Quale Albero della Vita scegliere?

Prima di addentrarci nella spiegazione di come si può usare la Cabala per la propria crescita personale, mi preme sciogliere un dubbio che si presenta immediatamente appena si cerca il temine ” l’Albero della Vita” su Google.
Si nota subito che si possono trovare due immagini diverse.


A sinistra l’albero usato da sempre, a destra quello modificato nel XVII secolo

L’immagine adeguata al nostro scopo è quella di sinistra, che ha tutte le sfere collegate tra loro e permette uno scorrere ininterrotto da cima a fondo e viceversa. Ė il glifo classico ebraico, quello che Isaac Luria (1534 – 1572) rivede e sistema, e che ancora oggi si studia. Osservando questa immagine si nota subito che tutto ciò che potremmo chiamare chioma dell’albero, dalla sfera 1 alla 9, fluisce nell’ultima sfera in basso, la numero 10, che si chiama Malkuth (il Regno), e rappresenta il piano materiale in cui viviamo. Il sentiero che collega Malkuth alla sfera direttamente superiore, Iesod (il Fondamento), è chiamato canale del parto, poiché è il canale attraverso cui tutte le sfere superiori arrivano a manifestarsi nella materia.

All’inizio del XX secolo, gli operatori dell’occulto come Dion Fortune, Israel Regardie e soprattutto Alesiter Crowley (e già da qui si capisce che è meglio scappare subito, essendo Crowley un mago nerissimo), divulgarono l’Albero così come modificato dal filosofo Athanasius Kircher nel XXVII secolo.
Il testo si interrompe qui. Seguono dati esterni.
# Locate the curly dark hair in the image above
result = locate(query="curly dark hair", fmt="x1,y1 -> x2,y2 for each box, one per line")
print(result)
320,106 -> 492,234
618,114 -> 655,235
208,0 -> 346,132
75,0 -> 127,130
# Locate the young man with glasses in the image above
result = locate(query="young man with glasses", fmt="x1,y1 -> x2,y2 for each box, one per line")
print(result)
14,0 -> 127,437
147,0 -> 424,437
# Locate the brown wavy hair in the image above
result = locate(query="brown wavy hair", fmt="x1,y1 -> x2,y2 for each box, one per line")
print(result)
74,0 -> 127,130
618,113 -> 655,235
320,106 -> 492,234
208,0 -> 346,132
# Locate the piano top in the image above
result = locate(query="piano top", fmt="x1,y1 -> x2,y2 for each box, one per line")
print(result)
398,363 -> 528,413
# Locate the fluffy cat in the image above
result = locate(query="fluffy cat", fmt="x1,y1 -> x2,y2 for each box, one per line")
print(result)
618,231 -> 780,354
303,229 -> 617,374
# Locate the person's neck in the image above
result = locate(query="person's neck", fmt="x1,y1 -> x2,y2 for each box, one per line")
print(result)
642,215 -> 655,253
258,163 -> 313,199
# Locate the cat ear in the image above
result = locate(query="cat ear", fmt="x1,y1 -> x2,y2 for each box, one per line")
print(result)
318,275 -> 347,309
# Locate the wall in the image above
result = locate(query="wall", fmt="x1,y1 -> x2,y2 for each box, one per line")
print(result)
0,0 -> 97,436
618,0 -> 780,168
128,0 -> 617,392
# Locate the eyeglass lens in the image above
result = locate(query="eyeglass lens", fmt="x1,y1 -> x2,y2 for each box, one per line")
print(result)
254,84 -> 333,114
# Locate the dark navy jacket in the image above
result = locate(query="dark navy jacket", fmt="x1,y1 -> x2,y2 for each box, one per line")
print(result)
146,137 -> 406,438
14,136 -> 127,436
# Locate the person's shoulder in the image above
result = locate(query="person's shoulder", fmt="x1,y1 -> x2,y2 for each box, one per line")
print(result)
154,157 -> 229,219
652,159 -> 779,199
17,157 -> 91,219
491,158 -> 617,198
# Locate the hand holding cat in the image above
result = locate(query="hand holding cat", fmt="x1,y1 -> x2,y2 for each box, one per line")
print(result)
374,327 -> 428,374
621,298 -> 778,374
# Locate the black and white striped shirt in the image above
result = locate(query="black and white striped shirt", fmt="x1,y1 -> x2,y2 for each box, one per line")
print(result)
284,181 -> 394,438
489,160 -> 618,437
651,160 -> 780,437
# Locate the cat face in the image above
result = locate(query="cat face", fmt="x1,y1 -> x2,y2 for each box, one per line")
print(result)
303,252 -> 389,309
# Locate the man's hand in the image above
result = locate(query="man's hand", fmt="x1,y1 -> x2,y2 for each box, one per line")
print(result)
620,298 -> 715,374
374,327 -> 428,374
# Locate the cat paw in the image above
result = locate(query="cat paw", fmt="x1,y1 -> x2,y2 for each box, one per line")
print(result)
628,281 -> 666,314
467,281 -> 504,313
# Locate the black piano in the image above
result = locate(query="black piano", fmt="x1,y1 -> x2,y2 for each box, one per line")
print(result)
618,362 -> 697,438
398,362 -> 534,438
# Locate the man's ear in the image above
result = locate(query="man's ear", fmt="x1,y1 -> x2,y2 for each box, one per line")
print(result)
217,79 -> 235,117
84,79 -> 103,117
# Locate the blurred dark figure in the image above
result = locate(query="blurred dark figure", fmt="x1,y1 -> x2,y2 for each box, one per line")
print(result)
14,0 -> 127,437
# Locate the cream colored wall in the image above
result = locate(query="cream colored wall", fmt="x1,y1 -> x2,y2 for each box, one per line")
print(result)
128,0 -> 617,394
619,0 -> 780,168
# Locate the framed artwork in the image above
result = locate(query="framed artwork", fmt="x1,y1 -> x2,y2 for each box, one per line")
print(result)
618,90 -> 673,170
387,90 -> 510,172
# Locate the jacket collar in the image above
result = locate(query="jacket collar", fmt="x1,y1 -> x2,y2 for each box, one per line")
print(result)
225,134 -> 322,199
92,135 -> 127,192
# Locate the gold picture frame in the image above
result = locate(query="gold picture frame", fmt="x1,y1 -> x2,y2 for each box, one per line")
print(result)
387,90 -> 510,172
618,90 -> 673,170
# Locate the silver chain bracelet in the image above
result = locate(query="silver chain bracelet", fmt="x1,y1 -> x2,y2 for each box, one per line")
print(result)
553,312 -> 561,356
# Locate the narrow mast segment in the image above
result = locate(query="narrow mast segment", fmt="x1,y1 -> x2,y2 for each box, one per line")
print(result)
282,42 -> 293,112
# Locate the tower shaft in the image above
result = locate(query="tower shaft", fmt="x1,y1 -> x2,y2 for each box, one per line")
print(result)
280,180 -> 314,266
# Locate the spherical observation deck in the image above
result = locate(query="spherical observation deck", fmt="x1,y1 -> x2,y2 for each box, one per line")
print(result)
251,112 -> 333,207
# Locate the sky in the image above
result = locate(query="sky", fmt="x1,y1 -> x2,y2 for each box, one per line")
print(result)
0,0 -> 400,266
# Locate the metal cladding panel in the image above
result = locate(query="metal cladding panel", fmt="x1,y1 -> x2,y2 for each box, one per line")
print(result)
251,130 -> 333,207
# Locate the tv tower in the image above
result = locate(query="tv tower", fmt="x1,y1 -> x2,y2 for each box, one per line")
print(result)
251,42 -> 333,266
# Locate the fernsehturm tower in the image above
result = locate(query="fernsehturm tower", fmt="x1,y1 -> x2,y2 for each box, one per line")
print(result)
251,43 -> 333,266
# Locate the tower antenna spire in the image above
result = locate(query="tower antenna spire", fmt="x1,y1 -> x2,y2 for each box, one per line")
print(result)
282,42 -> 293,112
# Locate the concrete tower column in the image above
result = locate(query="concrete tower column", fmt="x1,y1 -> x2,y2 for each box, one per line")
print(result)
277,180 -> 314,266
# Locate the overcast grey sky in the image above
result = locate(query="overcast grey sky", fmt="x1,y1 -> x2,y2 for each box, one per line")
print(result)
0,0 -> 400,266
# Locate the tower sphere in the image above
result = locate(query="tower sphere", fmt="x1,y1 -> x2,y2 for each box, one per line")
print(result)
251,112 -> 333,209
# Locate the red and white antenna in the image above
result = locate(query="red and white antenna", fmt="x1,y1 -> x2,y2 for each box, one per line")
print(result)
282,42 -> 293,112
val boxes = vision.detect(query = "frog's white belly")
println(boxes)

In questo modo, le sfere non sono più collegate tra loro: se riempissimo d’acqua la sfera in alto, Kether, (la Corona) il flusso non raggiungerebbe la base, ma si fermerebbe alla terza sfera, Binah (l’Intelligenza). I due sentieri che sono stati tolti da lì sono stati messi in basso e collegano sfere che all’inizio non erano collegate, bypassando così il canale del parto.

A livello intuitivo mi è sempre sembrato quindi inutile il glifo di destra: per quanto io ami profondamente Dion Fortune preferisco scegliere in base al mio sentire, e il mio sentire è sempre stato unicamente a favore dell’albero antico, quello di sinistra.
Un giorno domandai al mio maestro la ragione di questi spostamenti, e mi rispose semplicemente “bah, quella è cabalaccia”. In un’altra occasione chiesi ad Igor Sibaldi se il mio sentire avesse ragion d’essere, e mi guardò come se avesi scoperto l’acqua calda. Cito ciò che mi disse, perché è lampante: “Quell’albero lì non ha senso, sarebbe come partorire con le orecchie!”.